10. Deploy verification (optional, by user)
Don't run bin/ks-dev for any remote host yourself — it needs the user's hardware key for root SSH. Note in your handoff which hosts the user should redeploy:
bin/ks-dev (local workstation) — fast smoke test if the change affects workstation.
bin/ks-dev ocean / bin/ks-dev mercury / bin/ks-dev ncrmro-laptop — remote deploys.
Guardrails
- Never
git add -A in either repo — stage by explicit filename. Unrelated working-tree edits (drago SYSTEM.md, home-manager base.nix) belong to the user.
- Never push to
main / master in either repo. Keystone work goes to experimental. ks-config work goes to experimental/ks-config-local-keystone-devbox (or another branch the user names).
- Use the local Keystone checkout at
~/repos/ncrmro/ks-config/keystone. The other two Keystone checkouts are for unrelated work and may be on different branches.
nix develop --command for any Keystone commit. Skipping it bypasses the pre-commit hook and the next commit will fail with "shellcheck is not installed" or similar.
- Pre-existing flake-check failures (
agent-evaluation, template-evaluation) stay pre-existing. Do not try to fix them as part of this change.
- Binary assets go under flat top-level dirs in ks-config (e.g.
hardware-keys/, never under keys/ or secrets/ which have established meanings) — match the existing top-level layout (agents/, hosts/, home-manager/, modules/, …).
- Don't deploy.
bin/ks-dev <remote> needs the user's YubiKey for root SSH. The user runs the deploy themselves; this skill stops at the push.
When to escalate
- The Keystone push fails for a reason other than missing devshell tools — likely something needs
nix develop differently or the hook is rejecting the diff. Don't --no-verify; fix the underlying issue.

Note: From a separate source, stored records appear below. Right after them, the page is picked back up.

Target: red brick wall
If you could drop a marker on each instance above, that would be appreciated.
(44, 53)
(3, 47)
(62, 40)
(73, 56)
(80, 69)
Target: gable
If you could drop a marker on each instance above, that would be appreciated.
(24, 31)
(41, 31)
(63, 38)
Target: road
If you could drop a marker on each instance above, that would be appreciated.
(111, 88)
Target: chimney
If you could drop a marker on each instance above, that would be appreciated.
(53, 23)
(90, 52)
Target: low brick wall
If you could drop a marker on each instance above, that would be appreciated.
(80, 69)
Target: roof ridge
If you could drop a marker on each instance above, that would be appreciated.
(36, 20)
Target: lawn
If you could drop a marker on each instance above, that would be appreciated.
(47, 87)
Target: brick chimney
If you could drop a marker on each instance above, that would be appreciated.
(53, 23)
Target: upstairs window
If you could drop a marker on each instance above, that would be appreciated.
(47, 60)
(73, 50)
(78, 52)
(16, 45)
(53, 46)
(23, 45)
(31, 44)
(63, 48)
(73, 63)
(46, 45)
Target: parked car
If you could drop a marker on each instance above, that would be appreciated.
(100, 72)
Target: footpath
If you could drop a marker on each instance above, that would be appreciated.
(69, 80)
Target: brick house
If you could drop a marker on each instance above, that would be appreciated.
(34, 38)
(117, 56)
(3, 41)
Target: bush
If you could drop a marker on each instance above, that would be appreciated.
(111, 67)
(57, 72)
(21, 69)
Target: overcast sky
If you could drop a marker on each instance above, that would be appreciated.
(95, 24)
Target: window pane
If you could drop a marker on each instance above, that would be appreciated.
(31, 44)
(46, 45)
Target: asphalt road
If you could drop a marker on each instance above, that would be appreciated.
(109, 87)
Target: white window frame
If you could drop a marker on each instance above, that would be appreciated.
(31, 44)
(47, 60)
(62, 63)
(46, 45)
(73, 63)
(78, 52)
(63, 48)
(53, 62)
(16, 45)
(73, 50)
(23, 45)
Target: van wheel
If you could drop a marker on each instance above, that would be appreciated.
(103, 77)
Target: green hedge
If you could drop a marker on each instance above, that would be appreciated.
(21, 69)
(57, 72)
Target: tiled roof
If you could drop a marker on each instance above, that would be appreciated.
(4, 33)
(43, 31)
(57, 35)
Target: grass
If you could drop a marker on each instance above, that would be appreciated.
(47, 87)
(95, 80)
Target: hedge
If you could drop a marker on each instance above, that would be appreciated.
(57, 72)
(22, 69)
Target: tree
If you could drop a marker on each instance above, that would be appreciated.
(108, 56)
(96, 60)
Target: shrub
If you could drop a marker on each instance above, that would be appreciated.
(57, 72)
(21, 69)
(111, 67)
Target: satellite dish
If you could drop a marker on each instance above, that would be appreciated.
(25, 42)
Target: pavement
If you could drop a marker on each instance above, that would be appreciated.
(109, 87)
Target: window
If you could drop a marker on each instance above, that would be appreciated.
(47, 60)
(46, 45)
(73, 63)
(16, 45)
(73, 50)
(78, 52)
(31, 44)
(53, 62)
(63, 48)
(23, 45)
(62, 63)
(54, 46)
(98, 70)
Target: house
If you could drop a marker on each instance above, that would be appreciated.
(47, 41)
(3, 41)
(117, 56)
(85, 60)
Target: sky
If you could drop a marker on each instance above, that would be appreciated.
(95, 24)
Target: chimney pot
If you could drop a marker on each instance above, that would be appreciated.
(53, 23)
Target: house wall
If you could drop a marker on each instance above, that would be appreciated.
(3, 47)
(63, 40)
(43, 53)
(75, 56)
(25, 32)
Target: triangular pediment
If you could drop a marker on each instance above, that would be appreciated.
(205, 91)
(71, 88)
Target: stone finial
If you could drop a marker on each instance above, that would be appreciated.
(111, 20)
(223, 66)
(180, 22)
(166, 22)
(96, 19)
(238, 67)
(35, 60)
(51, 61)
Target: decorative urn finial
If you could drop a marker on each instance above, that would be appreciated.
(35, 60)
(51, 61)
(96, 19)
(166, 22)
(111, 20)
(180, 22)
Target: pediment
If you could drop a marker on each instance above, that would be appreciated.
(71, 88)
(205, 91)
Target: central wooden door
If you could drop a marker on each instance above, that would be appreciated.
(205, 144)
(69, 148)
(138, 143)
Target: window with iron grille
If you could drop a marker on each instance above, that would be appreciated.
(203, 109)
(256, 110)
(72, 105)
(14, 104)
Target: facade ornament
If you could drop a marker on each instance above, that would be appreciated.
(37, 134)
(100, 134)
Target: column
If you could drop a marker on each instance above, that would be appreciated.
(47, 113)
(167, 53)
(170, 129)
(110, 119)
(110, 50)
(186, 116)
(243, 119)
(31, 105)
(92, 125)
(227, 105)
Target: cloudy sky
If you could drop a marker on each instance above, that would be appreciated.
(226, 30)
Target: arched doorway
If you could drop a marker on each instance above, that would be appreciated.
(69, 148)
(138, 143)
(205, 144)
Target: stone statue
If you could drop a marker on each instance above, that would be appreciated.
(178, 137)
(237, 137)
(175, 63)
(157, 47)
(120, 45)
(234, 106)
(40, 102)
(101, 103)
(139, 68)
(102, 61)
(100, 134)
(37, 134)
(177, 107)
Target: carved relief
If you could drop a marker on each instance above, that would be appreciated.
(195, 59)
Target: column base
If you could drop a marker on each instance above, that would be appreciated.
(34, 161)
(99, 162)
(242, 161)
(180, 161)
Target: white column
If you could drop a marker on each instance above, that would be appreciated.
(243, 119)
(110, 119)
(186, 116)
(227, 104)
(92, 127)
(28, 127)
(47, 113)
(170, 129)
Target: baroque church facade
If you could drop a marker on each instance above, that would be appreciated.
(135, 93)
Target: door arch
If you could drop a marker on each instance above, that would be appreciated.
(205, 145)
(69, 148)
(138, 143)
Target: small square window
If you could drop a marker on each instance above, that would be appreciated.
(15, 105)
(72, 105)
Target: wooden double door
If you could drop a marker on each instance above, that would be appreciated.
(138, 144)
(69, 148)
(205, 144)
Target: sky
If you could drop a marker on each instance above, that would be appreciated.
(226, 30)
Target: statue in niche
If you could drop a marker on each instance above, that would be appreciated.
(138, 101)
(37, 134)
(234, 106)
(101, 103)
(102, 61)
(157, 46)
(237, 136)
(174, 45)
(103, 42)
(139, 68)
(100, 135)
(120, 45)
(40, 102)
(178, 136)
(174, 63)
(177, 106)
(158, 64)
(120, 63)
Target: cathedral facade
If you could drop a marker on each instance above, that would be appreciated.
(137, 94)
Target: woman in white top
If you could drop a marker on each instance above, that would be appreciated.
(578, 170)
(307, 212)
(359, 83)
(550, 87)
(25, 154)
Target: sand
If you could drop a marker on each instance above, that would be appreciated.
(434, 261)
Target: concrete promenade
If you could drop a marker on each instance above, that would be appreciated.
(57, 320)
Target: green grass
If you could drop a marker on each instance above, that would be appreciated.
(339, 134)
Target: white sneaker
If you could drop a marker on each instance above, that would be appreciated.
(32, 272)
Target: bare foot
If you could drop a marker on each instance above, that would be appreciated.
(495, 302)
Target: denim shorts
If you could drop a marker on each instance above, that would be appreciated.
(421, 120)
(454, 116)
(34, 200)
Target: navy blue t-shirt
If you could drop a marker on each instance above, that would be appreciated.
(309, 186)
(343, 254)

- The ks-config eval (step 8, override version) fails after a Keystone push that itself succeeded — the lock probably didn't advance. Re-run
nix flake update keystone and re-verify.
- A new flake-check failure appears that wasn't in the pre-existing list — stop, investigate, do not commit.
- The user names a branch other than
experimental for Keystone or asks to push to a feat/... branch in ks-config — follow what they said; treat the conventions above as defaults, not laws.